The importance of the project for China is obvious. Hambantota on the southern tip of Sri Lanka is just six nautical miles from the main east-west trade route across the Indian Ocean. Around 70 percent of China’s oil imports is shipped via this sea lane from the Middle East through the Strait of Malacca to Chinese ports. Acutely aware that its shipping would be vulnerable in the event of any conflict, especially with the US, Beijing has been expanding its navy and developing a “chain of pearls”—port facilities along this trade route. Hambantota, like the Chinese-built port of Gwadar in Pakistan, is one such pearl.

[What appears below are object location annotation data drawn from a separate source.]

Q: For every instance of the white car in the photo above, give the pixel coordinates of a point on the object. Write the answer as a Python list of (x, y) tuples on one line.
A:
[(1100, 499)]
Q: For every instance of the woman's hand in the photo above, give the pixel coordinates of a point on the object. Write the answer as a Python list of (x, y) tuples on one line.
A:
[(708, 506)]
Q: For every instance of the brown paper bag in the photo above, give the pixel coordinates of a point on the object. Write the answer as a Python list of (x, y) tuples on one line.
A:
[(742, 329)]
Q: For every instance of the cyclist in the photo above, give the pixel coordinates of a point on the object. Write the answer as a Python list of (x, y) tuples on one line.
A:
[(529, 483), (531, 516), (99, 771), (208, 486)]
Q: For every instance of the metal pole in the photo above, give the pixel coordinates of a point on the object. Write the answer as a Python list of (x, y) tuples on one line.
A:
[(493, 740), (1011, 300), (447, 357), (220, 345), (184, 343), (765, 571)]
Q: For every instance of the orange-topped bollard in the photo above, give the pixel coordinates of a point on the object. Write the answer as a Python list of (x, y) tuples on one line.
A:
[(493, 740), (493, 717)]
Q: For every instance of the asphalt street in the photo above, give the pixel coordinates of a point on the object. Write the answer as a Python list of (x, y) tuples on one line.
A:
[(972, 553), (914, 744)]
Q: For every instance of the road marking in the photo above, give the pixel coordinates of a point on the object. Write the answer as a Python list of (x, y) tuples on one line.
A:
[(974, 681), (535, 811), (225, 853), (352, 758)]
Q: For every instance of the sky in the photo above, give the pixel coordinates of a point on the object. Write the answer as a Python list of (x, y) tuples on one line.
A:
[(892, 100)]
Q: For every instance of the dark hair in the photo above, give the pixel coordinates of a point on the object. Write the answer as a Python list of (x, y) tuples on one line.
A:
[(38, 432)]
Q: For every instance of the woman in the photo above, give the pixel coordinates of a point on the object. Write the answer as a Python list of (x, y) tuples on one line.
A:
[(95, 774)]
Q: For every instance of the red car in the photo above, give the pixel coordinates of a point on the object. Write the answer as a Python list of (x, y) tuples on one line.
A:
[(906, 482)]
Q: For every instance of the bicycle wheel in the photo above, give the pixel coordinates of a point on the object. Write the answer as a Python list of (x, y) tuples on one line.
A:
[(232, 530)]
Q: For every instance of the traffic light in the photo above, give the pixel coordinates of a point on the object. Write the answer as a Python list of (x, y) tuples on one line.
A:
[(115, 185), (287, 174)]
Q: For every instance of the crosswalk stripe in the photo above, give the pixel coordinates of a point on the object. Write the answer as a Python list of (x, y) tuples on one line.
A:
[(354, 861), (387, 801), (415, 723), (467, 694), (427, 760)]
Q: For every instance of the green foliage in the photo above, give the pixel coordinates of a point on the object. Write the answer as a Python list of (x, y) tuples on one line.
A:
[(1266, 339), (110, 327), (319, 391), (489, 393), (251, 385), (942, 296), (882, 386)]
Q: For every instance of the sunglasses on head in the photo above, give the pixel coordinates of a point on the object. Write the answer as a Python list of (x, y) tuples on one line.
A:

The US and India are intent on countering China’s strategy. Thus under the guise of humanitarian concern, India has sent a military medical team to Sri Lanka. Earlier this month the US proposed to send a Marine Expeditionary Brigade to northern Sri Lanka to evacuate refugees—an offer that appears to have been turned down.
Like the diplomatic posturing in the UN Security Council, none of these moves—by either side—is motivated by concern for working people in Sri Lanka who have born the brunt of 25 years of war. Rather the small South Asian island, like other parts of the world, is being drawn into the international rivalry that is intensifying as the global economic crisis deepens and foreshadows far more catastrophic conflicts.